Photo courtesy Facebook
It won't open until September at the earliest, but the complete menu of NE Alberta's upcoming Bamboo Izakaya — the binchō-tan and booze arm of the sustainability minded Bamboo Sushi restaurants — is already available for perusal. Two crucial points: 1) The main menu will focus on kushiyaki (skewers) cooked over traditional Japanese binchō-tan, a charcoal made from oak. 2) There will be brunch, and one of the brunch options is a bacon tasting flight.
Bamboo's executive chefs Jin Soo Yang and Chris Paquette designed the izakaya menu, featuring more than a dozen kushiyaki and three sauce options. "Traditionally in Japan that is the primary focus of a true izakaya," says Bamboo Sushi/Izakaya owner Kristofor Lofgren of the kushiyaki focus. "We really want to transport people and give them something that they can't find almost anywhere else in United States, let alone Portland." To that end, the restaurant will use authentic binchō-tan charcoal from Japan (made from charred oak) to fire up 1/2 quail, skirt steak, and salted mackerel. Other plates include foie gras and onion-dotted meatballs, coconut-braised pork cheeks, and head cheese served tonkatsu-style.
Meanwhile, a weekend brunch menu applies kushiyaki-grilled meats to plates like steak and eggs, plus trout served over rice.
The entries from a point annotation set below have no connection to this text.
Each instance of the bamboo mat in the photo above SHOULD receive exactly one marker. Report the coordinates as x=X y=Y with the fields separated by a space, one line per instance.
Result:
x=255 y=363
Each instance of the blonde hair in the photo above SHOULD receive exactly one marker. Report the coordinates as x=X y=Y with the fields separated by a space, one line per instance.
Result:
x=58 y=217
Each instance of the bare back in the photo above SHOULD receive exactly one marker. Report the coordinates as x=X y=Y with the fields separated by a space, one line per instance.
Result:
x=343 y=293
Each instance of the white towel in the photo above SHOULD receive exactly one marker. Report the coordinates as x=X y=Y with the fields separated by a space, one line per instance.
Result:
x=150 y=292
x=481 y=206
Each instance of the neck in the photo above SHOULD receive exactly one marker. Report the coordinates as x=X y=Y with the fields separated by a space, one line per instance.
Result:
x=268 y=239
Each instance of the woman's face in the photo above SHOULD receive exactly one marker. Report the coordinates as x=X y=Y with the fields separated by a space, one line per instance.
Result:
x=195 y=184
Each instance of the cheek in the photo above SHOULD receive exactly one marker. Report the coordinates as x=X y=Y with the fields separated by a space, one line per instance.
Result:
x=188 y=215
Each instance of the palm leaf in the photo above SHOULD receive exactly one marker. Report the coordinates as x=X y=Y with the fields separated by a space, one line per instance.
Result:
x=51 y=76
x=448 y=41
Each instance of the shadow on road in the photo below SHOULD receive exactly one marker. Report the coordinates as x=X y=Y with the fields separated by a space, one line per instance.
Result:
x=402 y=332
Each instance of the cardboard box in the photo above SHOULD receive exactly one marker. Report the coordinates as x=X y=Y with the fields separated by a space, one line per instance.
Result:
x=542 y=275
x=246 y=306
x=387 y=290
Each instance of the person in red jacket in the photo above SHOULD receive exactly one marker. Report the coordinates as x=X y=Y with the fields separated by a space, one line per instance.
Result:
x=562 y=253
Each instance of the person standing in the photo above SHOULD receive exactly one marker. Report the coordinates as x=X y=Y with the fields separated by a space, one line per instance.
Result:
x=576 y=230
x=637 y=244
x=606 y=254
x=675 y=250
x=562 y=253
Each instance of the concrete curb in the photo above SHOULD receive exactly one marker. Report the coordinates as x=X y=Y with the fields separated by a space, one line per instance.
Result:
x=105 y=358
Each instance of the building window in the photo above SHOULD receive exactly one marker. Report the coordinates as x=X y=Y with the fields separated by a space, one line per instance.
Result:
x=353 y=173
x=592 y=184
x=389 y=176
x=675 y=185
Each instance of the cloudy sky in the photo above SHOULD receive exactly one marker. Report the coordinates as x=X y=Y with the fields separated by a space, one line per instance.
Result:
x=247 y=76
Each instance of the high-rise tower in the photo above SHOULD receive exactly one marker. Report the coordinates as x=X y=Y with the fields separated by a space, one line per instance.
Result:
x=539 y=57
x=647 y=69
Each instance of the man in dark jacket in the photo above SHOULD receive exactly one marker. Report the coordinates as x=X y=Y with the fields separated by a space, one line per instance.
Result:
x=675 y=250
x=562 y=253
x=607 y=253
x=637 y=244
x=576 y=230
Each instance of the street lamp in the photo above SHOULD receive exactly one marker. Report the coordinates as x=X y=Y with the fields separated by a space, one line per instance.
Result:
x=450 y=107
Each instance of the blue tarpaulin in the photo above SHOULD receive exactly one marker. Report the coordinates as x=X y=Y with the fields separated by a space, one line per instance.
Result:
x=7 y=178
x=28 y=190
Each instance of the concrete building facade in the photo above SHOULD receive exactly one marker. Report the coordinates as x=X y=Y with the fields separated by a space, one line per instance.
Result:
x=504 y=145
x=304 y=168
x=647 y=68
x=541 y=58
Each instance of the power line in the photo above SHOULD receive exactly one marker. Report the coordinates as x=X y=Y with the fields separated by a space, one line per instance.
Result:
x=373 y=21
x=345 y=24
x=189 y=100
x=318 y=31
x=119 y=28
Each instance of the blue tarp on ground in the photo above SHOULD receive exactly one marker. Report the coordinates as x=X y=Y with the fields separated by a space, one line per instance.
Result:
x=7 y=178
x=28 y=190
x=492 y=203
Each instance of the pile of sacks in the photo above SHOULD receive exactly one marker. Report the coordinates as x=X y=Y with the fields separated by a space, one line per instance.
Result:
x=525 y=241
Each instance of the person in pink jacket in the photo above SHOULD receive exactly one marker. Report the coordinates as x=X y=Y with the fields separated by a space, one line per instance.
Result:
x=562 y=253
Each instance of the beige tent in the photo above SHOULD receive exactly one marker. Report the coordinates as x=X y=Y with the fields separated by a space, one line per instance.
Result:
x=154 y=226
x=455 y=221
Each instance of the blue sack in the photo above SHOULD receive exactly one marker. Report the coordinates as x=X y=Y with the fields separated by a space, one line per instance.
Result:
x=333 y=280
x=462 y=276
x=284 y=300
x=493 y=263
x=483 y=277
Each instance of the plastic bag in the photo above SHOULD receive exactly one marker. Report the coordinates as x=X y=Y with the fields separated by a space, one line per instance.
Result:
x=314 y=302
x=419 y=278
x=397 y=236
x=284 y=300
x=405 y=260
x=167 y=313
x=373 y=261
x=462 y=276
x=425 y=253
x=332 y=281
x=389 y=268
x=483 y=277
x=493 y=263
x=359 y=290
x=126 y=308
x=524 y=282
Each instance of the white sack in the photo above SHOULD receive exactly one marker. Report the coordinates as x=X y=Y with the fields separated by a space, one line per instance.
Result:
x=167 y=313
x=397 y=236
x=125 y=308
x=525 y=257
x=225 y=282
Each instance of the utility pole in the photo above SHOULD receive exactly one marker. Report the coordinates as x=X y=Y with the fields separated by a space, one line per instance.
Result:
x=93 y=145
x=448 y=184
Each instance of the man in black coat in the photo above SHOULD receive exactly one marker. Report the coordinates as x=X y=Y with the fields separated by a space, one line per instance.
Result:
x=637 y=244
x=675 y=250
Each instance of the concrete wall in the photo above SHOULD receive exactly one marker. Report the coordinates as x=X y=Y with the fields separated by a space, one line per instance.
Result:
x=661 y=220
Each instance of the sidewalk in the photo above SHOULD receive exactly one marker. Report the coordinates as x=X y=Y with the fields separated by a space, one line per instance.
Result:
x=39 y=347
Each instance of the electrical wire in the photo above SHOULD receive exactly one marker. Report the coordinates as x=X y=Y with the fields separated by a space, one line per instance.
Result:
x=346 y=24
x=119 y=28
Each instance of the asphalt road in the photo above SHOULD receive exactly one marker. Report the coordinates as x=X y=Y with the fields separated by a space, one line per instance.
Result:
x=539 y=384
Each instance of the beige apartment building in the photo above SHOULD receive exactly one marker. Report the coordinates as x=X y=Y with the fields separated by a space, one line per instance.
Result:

The aforementioned "bacon flight" includes tastes of everything on the "bacon bar," featuring five different brands of smoked bacon. "It's one of my favorite meals and I think many of our team's favorite meals to go out and enjoy," Lofgren says of the izakaya's brunch menu. (For brunch booze, expect Bloody Marys with smoked soy sauce, mimosas with sparkling wine and yuzu sake.) Bamboo Sushi's current chef de cuisine Paul Osbourne will serve as chef when Bamboo Izakaya debuts early this fall.